Friday, 16 October 2009

Archiving Blogs ...

increasingly blogs are being used as a means of scholarly communication, as a research diary, etc, etc, which means that in this world of scholarly outputs and the need to capture and archive them, if only because we know intuitively that many more researchers and academics blog than use institutional blog services.

Most either have a blog site running on a machine under their desk (I exaggerate, but there are cases frighteningly like this) or by using an externally hosted service such blogger or WordPress.com.

As we know from the JournalSpace fiasco, and as we've seen with other services such GeoCities and Macmail closing down or just plain disappearing we do need to think about the long term preservation of blog content, if for no other reason that we cannot be assured of the quality or reliability of other people's backups, or the likelihood of external free hosting providers wishing to continue to provide a service.

However I have just happened across a paper presented earlier this month at iPres09 which suggests a breathtakingly simple methodology - essentially take the RSS feed of a blog and repost it to a private instance, where the content can then be backed up in a manner that guarantees its long term availaibility.
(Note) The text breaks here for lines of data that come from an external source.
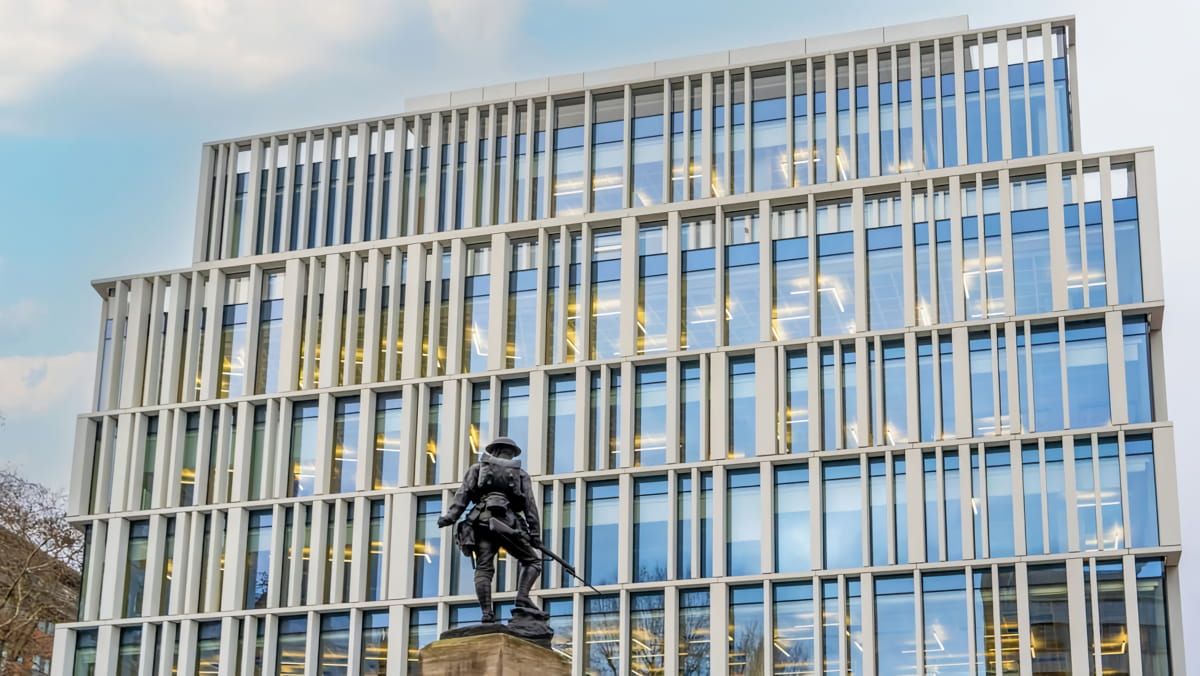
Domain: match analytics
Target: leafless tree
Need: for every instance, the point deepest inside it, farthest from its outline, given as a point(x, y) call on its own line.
point(40, 569)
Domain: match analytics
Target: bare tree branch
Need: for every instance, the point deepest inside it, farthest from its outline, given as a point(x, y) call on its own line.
point(40, 569)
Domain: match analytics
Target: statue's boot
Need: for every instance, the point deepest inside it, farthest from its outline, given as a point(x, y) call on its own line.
point(529, 575)
point(484, 593)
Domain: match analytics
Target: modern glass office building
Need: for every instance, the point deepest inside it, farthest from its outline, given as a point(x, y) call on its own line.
point(829, 357)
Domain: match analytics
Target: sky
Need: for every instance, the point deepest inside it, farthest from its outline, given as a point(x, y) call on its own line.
point(105, 106)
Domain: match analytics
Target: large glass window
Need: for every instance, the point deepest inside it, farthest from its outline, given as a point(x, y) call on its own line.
point(843, 508)
point(895, 650)
point(720, 178)
point(427, 548)
point(924, 267)
point(561, 611)
point(797, 413)
point(791, 283)
point(904, 91)
point(745, 641)
point(607, 151)
point(678, 143)
point(388, 453)
point(983, 404)
point(423, 630)
point(769, 132)
point(136, 568)
point(945, 611)
point(1087, 374)
point(292, 645)
point(820, 125)
point(647, 624)
point(849, 396)
point(601, 634)
point(742, 407)
point(303, 449)
point(691, 396)
point(877, 495)
point(835, 269)
point(929, 107)
point(373, 653)
point(1107, 628)
point(652, 289)
point(129, 652)
point(649, 416)
point(270, 333)
point(1000, 502)
point(972, 101)
point(208, 648)
point(168, 567)
point(514, 416)
point(1031, 246)
point(343, 470)
point(925, 394)
point(601, 539)
point(258, 558)
point(885, 262)
point(568, 189)
point(792, 519)
point(844, 153)
point(887, 108)
point(802, 133)
point(334, 646)
point(742, 277)
point(1048, 378)
point(375, 550)
point(738, 132)
point(949, 123)
point(561, 424)
point(862, 118)
point(234, 338)
point(475, 323)
point(694, 632)
point(1037, 93)
point(743, 524)
point(1098, 494)
point(991, 99)
point(1018, 123)
point(651, 542)
point(1128, 243)
point(605, 315)
point(1139, 393)
point(647, 160)
point(1143, 495)
point(895, 400)
point(85, 652)
point(1152, 622)
point(795, 623)
point(696, 239)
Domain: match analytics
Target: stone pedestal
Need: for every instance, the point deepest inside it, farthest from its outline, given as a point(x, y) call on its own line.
point(491, 654)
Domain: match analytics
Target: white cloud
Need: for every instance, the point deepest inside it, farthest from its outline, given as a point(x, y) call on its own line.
point(474, 23)
point(243, 43)
point(33, 386)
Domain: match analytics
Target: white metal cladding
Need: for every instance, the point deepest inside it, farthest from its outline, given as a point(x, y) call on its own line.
point(217, 238)
point(393, 321)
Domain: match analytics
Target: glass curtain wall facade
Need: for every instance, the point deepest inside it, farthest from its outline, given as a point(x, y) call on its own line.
point(843, 360)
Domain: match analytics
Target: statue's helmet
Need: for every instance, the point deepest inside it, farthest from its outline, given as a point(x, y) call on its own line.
point(503, 442)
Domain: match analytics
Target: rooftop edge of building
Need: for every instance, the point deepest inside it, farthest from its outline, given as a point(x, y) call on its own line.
point(100, 285)
point(750, 55)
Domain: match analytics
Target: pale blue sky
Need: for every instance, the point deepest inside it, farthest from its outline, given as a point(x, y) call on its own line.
point(105, 105)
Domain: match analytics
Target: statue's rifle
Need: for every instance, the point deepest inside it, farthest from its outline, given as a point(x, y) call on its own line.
point(504, 528)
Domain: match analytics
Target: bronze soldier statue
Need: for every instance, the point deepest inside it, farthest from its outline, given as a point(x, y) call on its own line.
point(504, 514)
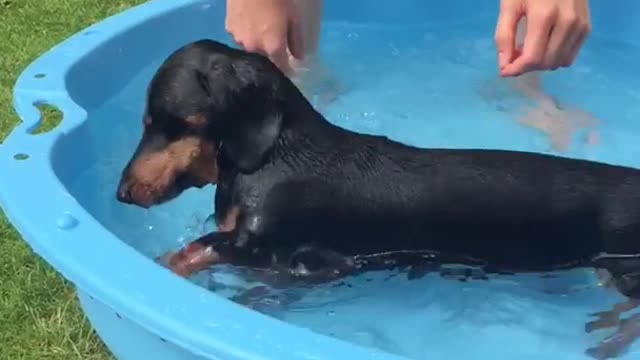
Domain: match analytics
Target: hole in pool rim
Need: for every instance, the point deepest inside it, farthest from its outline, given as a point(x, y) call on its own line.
point(50, 117)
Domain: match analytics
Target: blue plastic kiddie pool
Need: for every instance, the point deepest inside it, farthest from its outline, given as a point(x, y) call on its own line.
point(422, 72)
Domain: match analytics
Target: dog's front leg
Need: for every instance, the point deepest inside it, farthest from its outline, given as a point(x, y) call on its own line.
point(211, 249)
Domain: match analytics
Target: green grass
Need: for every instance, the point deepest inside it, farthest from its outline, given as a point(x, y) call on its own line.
point(40, 317)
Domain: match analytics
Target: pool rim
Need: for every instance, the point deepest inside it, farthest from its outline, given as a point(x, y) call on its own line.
point(63, 233)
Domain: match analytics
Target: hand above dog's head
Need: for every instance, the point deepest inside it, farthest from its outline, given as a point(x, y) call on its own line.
point(205, 98)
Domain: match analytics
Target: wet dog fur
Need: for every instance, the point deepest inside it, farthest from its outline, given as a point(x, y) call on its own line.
point(300, 194)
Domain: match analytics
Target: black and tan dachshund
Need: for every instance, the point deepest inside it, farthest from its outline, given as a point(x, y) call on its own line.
point(299, 193)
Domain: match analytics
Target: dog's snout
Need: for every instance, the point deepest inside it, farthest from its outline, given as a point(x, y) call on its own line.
point(124, 193)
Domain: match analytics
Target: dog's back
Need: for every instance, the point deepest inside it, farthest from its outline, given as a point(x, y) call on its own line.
point(366, 194)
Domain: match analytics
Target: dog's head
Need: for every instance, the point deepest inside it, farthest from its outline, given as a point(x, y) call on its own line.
point(206, 100)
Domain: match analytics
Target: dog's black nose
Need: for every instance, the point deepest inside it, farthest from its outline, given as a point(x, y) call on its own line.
point(124, 193)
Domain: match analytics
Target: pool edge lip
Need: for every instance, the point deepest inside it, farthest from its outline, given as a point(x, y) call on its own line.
point(189, 316)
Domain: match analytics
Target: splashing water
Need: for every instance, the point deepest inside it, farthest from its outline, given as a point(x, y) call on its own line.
point(408, 83)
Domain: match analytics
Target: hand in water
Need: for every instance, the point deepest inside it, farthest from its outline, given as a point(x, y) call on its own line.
point(556, 30)
point(269, 27)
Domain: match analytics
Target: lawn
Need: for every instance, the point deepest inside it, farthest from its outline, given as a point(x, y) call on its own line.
point(41, 319)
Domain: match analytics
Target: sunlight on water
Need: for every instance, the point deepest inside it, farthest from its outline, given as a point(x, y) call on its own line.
point(424, 91)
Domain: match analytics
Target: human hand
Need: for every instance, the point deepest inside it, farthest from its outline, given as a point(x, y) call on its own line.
point(556, 30)
point(269, 27)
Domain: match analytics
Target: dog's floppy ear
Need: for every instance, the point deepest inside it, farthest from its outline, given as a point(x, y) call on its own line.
point(247, 108)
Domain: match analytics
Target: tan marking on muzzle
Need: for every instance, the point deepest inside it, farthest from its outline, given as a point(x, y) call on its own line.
point(153, 175)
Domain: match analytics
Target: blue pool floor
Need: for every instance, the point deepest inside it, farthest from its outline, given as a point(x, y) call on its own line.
point(409, 84)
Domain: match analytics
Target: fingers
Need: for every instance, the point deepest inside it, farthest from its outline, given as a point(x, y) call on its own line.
point(295, 40)
point(556, 31)
point(539, 27)
point(510, 14)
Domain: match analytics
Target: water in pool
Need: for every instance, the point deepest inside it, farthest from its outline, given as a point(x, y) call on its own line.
point(425, 91)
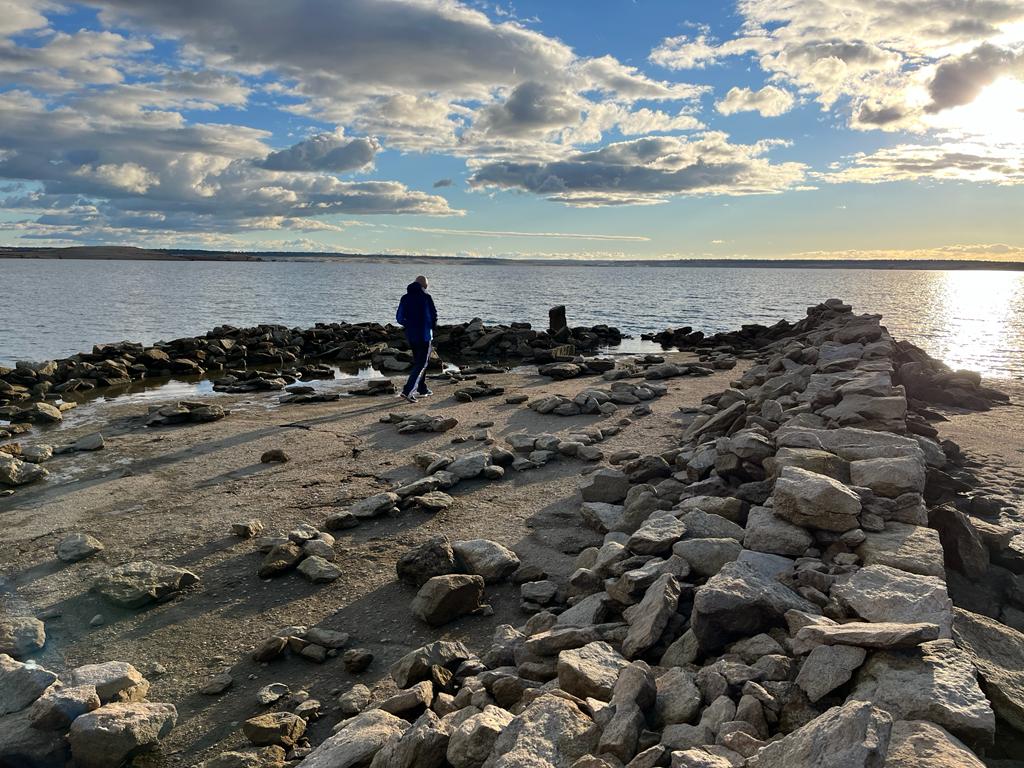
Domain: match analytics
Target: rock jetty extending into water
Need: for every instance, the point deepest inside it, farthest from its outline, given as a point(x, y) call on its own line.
point(805, 579)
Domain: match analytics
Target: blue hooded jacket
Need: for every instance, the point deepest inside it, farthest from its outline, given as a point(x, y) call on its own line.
point(417, 313)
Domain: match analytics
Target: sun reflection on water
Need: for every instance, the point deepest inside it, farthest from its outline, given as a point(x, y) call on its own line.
point(982, 316)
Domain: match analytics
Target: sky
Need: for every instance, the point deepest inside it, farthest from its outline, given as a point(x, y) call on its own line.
point(596, 129)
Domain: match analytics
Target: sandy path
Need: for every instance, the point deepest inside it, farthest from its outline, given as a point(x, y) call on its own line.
point(170, 495)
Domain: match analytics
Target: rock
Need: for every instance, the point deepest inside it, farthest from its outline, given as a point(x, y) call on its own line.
point(935, 682)
point(444, 598)
point(880, 635)
point(318, 570)
point(552, 732)
point(854, 735)
point(110, 735)
point(375, 506)
point(486, 558)
point(827, 668)
point(247, 529)
point(412, 699)
point(433, 557)
point(890, 476)
point(590, 671)
point(114, 681)
point(766, 531)
point(142, 582)
point(20, 636)
point(20, 684)
point(707, 556)
point(417, 665)
point(423, 745)
point(815, 501)
point(469, 466)
point(648, 619)
point(678, 697)
point(738, 601)
point(963, 546)
point(656, 536)
point(879, 593)
point(473, 739)
point(996, 650)
point(13, 471)
point(354, 700)
point(281, 728)
point(356, 741)
point(57, 708)
point(918, 743)
point(910, 548)
point(434, 502)
point(281, 559)
point(607, 485)
point(356, 659)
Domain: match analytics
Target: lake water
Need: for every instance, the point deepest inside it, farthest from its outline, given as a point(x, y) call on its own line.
point(53, 308)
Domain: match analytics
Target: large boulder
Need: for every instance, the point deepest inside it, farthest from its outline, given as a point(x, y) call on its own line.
point(417, 665)
point(890, 476)
point(423, 745)
point(473, 739)
point(935, 682)
point(20, 684)
point(590, 671)
point(552, 732)
point(110, 735)
point(997, 651)
point(854, 735)
point(815, 501)
point(910, 548)
point(918, 743)
point(137, 584)
point(433, 557)
point(356, 741)
point(739, 601)
point(444, 598)
point(485, 558)
point(879, 593)
point(114, 681)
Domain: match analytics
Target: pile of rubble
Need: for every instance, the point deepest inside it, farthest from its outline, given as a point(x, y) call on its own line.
point(236, 350)
point(770, 594)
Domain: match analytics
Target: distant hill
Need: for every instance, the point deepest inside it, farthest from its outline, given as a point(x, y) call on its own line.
point(128, 253)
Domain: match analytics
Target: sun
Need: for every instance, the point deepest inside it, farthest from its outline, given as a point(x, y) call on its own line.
point(995, 118)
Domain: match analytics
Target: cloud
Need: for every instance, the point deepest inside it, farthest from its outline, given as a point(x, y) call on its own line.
point(646, 171)
point(963, 161)
point(883, 59)
point(769, 101)
point(958, 81)
point(327, 152)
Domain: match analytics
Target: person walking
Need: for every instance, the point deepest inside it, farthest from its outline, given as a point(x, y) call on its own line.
point(418, 315)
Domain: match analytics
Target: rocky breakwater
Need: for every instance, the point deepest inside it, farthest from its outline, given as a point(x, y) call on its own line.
point(771, 593)
point(229, 348)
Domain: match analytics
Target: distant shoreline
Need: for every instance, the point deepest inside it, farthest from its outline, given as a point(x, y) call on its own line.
point(120, 253)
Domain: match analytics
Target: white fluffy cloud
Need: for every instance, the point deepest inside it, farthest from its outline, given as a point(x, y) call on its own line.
point(886, 60)
point(769, 101)
point(647, 170)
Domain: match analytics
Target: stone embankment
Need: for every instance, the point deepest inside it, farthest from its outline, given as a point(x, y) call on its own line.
point(807, 579)
point(771, 593)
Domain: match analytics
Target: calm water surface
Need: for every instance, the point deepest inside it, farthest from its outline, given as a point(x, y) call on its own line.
point(51, 308)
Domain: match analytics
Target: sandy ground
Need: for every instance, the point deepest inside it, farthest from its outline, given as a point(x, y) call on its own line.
point(171, 494)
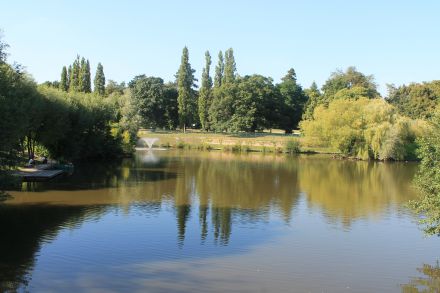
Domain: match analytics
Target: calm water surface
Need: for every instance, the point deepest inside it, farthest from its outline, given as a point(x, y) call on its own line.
point(169, 221)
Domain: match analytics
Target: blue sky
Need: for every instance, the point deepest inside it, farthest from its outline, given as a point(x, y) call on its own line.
point(396, 41)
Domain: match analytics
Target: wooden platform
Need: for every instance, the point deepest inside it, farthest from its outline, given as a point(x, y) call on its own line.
point(38, 173)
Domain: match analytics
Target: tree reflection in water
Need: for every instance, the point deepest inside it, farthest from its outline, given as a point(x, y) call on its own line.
point(428, 283)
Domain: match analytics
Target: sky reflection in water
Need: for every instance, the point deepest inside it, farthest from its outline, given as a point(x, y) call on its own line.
point(213, 222)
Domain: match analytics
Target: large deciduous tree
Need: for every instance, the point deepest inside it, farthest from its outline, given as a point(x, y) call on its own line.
point(293, 102)
point(353, 82)
point(416, 100)
point(428, 179)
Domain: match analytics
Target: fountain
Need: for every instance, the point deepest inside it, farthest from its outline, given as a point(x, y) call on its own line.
point(148, 141)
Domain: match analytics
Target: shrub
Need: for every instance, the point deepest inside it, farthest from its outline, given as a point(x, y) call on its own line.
point(292, 147)
point(364, 129)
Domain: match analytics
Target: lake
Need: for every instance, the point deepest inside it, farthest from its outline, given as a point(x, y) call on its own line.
point(182, 221)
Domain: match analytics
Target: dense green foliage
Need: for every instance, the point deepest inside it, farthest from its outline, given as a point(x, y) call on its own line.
point(230, 67)
point(350, 84)
point(417, 100)
point(205, 94)
point(428, 179)
point(155, 103)
point(186, 99)
point(219, 70)
point(293, 102)
point(313, 99)
point(99, 81)
point(364, 128)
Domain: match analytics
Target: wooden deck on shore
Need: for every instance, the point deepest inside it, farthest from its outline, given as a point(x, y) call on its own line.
point(38, 173)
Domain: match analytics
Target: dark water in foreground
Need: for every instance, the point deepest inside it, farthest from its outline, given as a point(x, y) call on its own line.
point(218, 222)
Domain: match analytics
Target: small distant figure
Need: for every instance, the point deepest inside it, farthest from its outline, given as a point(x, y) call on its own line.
point(31, 162)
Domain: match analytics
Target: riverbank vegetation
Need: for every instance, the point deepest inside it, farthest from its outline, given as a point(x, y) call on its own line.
point(68, 119)
point(428, 179)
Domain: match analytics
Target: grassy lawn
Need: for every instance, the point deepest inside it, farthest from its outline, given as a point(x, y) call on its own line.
point(275, 141)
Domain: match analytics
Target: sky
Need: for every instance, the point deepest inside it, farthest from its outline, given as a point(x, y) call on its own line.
point(396, 41)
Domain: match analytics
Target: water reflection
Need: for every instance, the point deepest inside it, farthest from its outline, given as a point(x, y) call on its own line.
point(429, 281)
point(349, 190)
point(220, 203)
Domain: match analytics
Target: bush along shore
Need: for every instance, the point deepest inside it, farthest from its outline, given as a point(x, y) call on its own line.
point(240, 143)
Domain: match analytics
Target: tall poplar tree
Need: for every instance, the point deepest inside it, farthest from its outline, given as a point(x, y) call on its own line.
point(87, 83)
point(99, 82)
point(74, 78)
point(69, 76)
point(230, 68)
point(205, 93)
point(219, 70)
point(186, 95)
point(82, 75)
point(64, 86)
It's an extremely neat idea as
  1. it makes no assumptions about the blog being backed up other than the availability of an RSS feed
  2. no special software or configuration is required on the host rendering it ideal for archiving externally hosted blogs where it unlikely blog authors have system level access
  3. posting to a private instance means that the archive can be kept dark until such time that access is lost to the original content
The other thing which I like about it is that if a number of people feel a particular blog's content is worth archiving we will end up with multiple copies increasing the likelihood that content will be preserved - for after all institutions may decided to stop archiving particular blogs, perhaps because a research project has finished, or the academics concerned have moved elsewhere ...

1 comment:

tenthmedieval said...

I periodically export my blog to an offline copy, which is a utility Wordpress provide, but yes, if I were to die or something, those copies would not be available to people and presumably at some point Wordpress would take my dead self off air. So it is nice to think that if I produce any kind of worth in my blog it might be stored somewhere else too. Really, of course, my will should include instructions to print it off on archival-quality paper and donate it to some sympathetic library though :-) Only way to be sure (or at least, surer)...